“Rosalind and Hamlet are surely the most complex in the vast parade of Shakespeare’s characters.”
So begins this Signature article, “What’s So Complex About Shakespeare’s Immortal Rosalind?”
I’m already stumped, and that’s nothing personal against Rosalind. I’ll give you Hamlet. But a funny thing happened as I sat here thinking, “No, wait, surely there’s a lengthy cast of characters that could vie for that title.” Complex female characters in Shakespeare’s work. Ummm….hmmm. Maybe they have a point? I keep rattling off names – Desdemona, Juliet, Cordelia – but the word “complex” does not come to mind for each of them, even though they each have their own strengths. I guess Viola is the obvious competition.

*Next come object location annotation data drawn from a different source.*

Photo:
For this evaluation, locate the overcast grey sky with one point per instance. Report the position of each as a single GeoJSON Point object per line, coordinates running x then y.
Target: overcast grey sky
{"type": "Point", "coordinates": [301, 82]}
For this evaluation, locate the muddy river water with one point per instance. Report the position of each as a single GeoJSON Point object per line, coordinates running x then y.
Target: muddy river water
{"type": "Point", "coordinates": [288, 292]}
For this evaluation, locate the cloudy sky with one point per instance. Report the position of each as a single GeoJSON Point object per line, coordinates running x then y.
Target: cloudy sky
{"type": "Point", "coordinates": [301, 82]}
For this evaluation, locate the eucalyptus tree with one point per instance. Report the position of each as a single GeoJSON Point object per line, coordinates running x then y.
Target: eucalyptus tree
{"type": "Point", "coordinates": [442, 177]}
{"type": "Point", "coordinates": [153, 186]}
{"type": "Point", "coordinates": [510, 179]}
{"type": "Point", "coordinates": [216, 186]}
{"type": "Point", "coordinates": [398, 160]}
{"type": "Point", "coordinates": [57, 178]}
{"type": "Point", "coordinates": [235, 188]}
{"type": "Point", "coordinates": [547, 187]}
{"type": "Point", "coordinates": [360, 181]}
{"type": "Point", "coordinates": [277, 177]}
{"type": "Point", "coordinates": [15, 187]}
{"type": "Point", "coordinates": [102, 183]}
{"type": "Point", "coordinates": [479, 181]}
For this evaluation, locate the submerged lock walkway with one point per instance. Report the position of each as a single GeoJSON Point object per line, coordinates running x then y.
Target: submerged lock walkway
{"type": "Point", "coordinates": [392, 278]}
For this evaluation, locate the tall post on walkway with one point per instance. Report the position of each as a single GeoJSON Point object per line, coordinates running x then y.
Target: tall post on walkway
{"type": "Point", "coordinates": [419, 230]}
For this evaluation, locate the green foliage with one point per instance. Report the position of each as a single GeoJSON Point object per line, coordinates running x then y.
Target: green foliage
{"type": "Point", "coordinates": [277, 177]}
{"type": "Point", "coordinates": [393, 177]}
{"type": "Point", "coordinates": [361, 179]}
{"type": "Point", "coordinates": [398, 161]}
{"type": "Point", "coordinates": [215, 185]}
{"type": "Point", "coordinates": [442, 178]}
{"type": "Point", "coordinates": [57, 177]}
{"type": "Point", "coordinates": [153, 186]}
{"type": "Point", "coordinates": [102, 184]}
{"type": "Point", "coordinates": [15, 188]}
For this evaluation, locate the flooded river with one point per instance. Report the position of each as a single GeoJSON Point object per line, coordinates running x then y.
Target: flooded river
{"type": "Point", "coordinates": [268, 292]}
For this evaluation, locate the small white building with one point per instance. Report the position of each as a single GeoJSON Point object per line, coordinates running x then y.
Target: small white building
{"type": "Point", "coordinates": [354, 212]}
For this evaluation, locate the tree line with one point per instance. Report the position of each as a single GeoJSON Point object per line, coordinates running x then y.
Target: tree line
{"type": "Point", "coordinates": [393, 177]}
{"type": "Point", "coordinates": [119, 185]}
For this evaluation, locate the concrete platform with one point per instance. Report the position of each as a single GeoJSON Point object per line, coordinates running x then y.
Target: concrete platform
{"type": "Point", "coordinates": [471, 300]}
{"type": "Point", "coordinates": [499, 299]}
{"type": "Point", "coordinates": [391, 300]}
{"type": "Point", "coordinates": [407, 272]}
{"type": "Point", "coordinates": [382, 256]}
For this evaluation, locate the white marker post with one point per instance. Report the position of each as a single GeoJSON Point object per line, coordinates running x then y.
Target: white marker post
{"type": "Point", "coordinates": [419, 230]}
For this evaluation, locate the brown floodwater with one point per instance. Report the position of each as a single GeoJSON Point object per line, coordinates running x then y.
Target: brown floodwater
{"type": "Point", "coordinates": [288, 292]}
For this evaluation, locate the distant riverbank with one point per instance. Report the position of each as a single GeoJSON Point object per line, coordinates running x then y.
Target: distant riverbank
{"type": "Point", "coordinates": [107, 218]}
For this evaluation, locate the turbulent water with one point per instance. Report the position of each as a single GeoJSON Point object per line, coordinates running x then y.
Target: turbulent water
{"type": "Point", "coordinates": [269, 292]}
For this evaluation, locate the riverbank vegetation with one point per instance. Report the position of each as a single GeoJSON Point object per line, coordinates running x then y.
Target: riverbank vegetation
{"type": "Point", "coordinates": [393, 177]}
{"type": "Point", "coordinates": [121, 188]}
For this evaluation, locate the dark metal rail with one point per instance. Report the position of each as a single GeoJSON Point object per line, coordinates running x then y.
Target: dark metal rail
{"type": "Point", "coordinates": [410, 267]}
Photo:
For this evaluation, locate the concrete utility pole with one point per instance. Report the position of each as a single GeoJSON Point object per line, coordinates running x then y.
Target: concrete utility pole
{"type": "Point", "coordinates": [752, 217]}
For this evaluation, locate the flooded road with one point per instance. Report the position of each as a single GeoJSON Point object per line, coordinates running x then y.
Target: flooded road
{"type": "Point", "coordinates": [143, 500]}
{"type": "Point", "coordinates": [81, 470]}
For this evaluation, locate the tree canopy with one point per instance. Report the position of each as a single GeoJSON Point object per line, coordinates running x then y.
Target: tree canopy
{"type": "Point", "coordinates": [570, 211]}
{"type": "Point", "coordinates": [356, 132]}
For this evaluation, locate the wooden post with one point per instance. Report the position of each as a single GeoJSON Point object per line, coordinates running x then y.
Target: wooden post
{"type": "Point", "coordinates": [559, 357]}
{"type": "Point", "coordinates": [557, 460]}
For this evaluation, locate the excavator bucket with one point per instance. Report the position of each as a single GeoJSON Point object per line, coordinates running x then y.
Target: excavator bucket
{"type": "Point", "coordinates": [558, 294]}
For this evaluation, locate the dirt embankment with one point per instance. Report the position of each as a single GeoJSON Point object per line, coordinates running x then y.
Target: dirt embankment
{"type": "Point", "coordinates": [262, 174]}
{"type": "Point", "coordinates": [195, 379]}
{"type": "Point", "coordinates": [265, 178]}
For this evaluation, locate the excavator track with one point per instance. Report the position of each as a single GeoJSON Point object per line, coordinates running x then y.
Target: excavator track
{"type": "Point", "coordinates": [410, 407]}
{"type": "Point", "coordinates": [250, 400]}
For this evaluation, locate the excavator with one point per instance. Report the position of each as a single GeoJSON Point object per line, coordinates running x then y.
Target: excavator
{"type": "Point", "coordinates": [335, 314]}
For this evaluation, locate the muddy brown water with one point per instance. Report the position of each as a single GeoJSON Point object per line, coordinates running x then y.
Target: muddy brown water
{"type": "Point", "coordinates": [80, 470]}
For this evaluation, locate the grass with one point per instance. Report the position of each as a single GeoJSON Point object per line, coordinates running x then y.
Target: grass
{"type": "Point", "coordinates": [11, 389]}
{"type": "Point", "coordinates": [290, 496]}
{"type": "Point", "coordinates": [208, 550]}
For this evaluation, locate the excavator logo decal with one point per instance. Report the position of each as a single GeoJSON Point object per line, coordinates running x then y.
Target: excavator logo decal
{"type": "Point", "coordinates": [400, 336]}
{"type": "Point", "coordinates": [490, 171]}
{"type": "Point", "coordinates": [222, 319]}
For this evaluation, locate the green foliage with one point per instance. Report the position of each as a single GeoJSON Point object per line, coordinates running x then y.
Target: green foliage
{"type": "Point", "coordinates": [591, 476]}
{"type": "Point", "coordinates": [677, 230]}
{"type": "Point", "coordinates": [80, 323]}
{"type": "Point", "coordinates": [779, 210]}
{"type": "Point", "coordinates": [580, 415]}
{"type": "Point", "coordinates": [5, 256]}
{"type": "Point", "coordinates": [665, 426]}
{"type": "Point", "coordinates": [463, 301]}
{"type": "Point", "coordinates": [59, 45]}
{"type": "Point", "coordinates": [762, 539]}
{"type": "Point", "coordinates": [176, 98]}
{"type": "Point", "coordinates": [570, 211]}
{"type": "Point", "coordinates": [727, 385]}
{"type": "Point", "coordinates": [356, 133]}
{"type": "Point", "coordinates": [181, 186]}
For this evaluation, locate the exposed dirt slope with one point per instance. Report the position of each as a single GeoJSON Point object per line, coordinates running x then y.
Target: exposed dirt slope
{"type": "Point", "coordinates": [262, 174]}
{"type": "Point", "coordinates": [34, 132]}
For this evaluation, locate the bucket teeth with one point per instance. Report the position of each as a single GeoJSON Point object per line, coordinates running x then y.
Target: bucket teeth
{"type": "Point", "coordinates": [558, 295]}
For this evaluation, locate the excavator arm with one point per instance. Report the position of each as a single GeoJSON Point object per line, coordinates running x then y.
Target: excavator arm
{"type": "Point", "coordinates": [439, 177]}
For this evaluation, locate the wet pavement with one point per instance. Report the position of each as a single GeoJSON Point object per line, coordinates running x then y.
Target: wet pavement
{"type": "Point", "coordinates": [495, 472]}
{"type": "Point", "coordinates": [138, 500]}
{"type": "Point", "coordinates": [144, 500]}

Maybe I’ve not yet seen a good As You Like It, because my impression of Rosalind is inevitably “boy crazy teenager.” I saw this one interpretation where Rosalind and Celia, talking about boys, at one point grab each other by the forearms, jumping up and down in a circle while laughing and squealing loudly. You’ve no doubt seen similar played out in many a television sitcom. It didn’t take much creative energy, I’m sure. I didn’t like it, as it left me thinking, “Is this all there is to this one?”
Maybe I’m wrong, though, and I’m open to debate. I think I’m biased toward Viola in Twelfth Night , however, thanks to Wayne Myers’ book “The Book of Twelfth Night, or What You Will: Musings on Shakespeare’s Most Wonderful Play,” which explores many of the darker themes of that one. Viola doesn’t have time to finish mourning for her dead brother before she assumes his identity. Let’s see Rosalind try that!
P.S. – Can I get a word in about the editor’s note? The article’s title says “the immortal Rosalind,” to which the editor adds, “a character who has never lived and therefore can never die.” So…literally, in the literal sense of the word, every fictional character.